25-marzo-2020.

Por: Cristhian Yarce.

El coronavirus llegó para transformar lo que conocemos como civilización y quizás el efecto más sentido a largo plazo será la asepsia en las relaciones humanas. Basta con observar las interacciones sociales cotidianas en las que de manera consciente o inconsciente hemos empezado a distanciarnos del colectivo y a profundizar la desconfianza. 

Solo hace falta mirar la forma en la que actuamos cuando llegamos a casa, nos subimos a un bus o vamos a un supermercado. Escrutamos el virus en los demás, casi que aguantamos la respiración para no aspirar el aire común, nos entregamos cosas con la meticulosidad del impoluto que se sabe vulnerable, y evitamos a toda costa el contacto con el otro que ahora ya no es más como yo, sino que se convirtió en una amenaza para mí. 

Bajo este paradigma Orwell y Huxley se quedaron cortos, las distopías nos alcanzaron. El coronavirus ha empezado a cambiar lo que ni las enfermedades venéreas, ni el narcotráfico, ni el capitalismo, ni las crisis de gobernanza pudieron. En un mundo en el que muchos han vivido en soledad rodeados de multitud, de repente la multitud desaparece y la soledad se enfatiza en seres humanos que no saben qué hacer con ella. 

El proyecto de vida, en caso de que haya, se tendrá que ajustar a una sociedad con miedo al sexo real, a ofrecer el hombro al desconsolado, y al estornudo ajeno; pero con confianza en el dinero plástico, en las compras digitales y en las videollamadas. La virtualidad y la sospecha como reglas generales y la solidaridad como excepción. 

Esto modifica la lógica de las cosas: replantea la idea del éxito y el progreso, acentúa el fracaso de los sistemas de salud y de transporte masivo, propone la reducción del tamaño de las ciudades y su rediseño alrededor del peatón, invita a volver con urgencia a la bicicleta, obliga a reemplazar los hábitos de consumo y las formas de producción depredadoras por unas amables y sostenibles, exhorta a repensar la distribución de la riqueza, y desafía al Estado social y democrático de derecho. 

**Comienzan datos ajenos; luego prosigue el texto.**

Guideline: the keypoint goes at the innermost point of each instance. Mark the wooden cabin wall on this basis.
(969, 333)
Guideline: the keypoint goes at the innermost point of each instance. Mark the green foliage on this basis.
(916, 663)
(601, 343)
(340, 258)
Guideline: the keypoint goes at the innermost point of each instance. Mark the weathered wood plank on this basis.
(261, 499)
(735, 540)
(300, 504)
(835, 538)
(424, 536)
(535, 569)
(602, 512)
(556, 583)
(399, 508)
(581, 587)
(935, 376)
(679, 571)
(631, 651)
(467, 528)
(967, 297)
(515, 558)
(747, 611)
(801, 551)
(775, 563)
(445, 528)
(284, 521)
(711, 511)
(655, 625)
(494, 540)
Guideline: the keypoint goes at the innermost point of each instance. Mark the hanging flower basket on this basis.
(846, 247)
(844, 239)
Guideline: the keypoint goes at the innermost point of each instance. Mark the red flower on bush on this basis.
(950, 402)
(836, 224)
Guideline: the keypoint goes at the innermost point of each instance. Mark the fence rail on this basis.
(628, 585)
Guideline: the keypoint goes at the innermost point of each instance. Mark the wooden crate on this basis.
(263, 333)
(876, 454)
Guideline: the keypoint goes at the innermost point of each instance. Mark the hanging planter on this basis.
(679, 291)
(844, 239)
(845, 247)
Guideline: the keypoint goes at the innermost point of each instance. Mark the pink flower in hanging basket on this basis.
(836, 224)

Entre esos desafíos, encuentra un lugar especial la evolución de los derechos fundamentales existentes y el surgimiento de otros nuevos, como el del espacio físico personal o el de morir en compañía. Dentro de los existentes llama la atención la libertad de circulación en el marco de las restricciones que hoy vivimos; el derecho a la educación, que tendrá que arreglárselas con la enseñanza virtual y los retos que implica, especialmente en edades tempranas, cuando los niños y niñas se encuentran en la etapa de desarrollo psicomotriz que muy difícilmente puede estimularse a través de un computador; el derecho a la protesta que halló regocijo en los cacerolazos y en el arte; el derecho al voto, cuya discusión ya no será si es electrónico o físico, sino si el software utilizado ofrecerá garantías de seguridad para proteger la voluntad popular; y entre muchos otros, el derecho de reunión, que en nuestras tradiciones, es el medio más eficaz para el goce de otros derechos como los políticos, los religiosos, y los culturales, por lo que valdría la pena preguntarse si en las circunstancias actuales nos encontramos ante su muerte y paralelamente ante el nacimiento del derecho fundamental a la representación hologramática en eventos públicos y privados.

En definitiva, el encierro de la cuarentena es la ocasión perfecta para imaginar, especialmente cuando no se tiene que elegir entre exponerse al coronavirus o salir a trabajar para no morir de hambre. Lo cierto es que estamos presenciando un momento histórico en el que la humanidad vuelve a cambiar de hábitos, como cuando descubrió el fuego, inventó la máquina a vapor, o popularizó el internet, y no es una distopía, es real.